Antica foto dei primi anni del 1900 riproducente lo spiazzo delle Fornaci: in alto la villetta del Giunsella, a destra la villa Bianca, al centro in rosso la villa del collegio Dogliani con dietro la villa Pinelli-Grimaldi di via G.B. Monti. A sinistra ed in basso del collegio, la vaccheria. Gli alti palazzi del quadrante supero-sinistra furono abbattuti e ricostruiti nel 1904. In primo piano le esercitazioni della Croce d’Oro.

 

 

 

 

 

 

 

 

 

 

 

 

Sino al 1909, la figura specifica di un direttore dell’Oratorio non era stata ancora stabilita ed ogni sacerdote con un poco di tempo libero era distaccato a sorvegliare l’area addetta. Cominciò don A. Rebagliati, poi don A. Arcioni, don G. Pastorino, don R. Balbiano, don E. Camesasca, don E. Cavallo, don G. Peri, don T. Leonatti, don G. Ristagnino (1932-1937), don W. Masieri, don F. Dagna, don G. Moroncelli, don E. Briano (1946), don G. Baldan (1946-1949), don G. Barberis, don F. Dagna (1950-1953), don M. Agosta (1953-1958),  don A. Mosconi (fino al 1960), don V. Fabbian e via via tutti gli altri fino ai giorni nostri.
Il Circolo don Bosco, l’Azione cattolica, il don Bosco calcio, gli scouts (che erano del Riparto Sampierdarena 1°, nato primo in Liguria nel 1916 per opera di Pasteris, assieme ad altri quattro di Genova) ed altri furono tutti chiusi il 2 giugno 1931 quando per legge fascista tutte le associazioni furono sciolte e divennero monopolio del fascio. Inizialmente anche all’Oratorio stesso fu imposto di chiudere il cancello, ingiunzione rimossa dopo poco concedendo solo l’attività religiosa, previo accordo tra Stato e Santa Sede.
Fin dai primi anni, nella parte più alta (rispetto la via principale Carlo Rolando) dell’appezzamento appena acquistato, troneggiava la vecchia villa Bianca (descritta in via san Martino), che ancora negli anni postbellici ospitava le sedi direzionali di alcune società oratoriali.

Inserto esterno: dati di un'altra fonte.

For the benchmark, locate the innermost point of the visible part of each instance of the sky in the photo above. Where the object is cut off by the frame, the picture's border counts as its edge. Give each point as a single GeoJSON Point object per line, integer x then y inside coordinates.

Aveva l’ingresso principale con portale bugnato decentrato rispetto la facciata ed un altro ingresso secondario, proprio davanti al quale, prima degli anni 1960, esisteva una giostra e poi una vasca con la sabbia per il salto; davanti a tutto il campo di calcio.

Il giornalista Renzo Fravega ricorda la gestione prebellica di don Pastorino: “al piano terra erano la sala della banda musicale, il guardaroba e altre salette fra cui quella del catechismo; al primo piano gli uffici e una cappella, al secondo varie stanze da lavoro. Di fronte alla villa un campetto per il gioco del calcio altalene e una giostra che girava a spintoni e un baraccone-teatrino dove ogni tanto venivano proiettate pellicole di Ridolini, Charlot, Fatty e di altri comici del tempo. Era un piccolo ritrovo assolutamente maschile..su quel campetto..i primi calci giocatori dell’AC Sampierdarenese come Bodrato, Carzino, Derchi e ragazzi dall’avvenire artistico come Natalino Otto. L’ingresso dell’oratorio una piccola porticina in via Giovanni Bosco, non ancora santo, dove di guardia era il Carlin. Chi entrava prima delle ore 16 non poteva più uscire se non dopo le aq7 a lezione di catechismo finita. Chiunque poteva giocare al pallone: chi non ne aveva ne ottenevauno in prestito lasciando a pegno il berretto”.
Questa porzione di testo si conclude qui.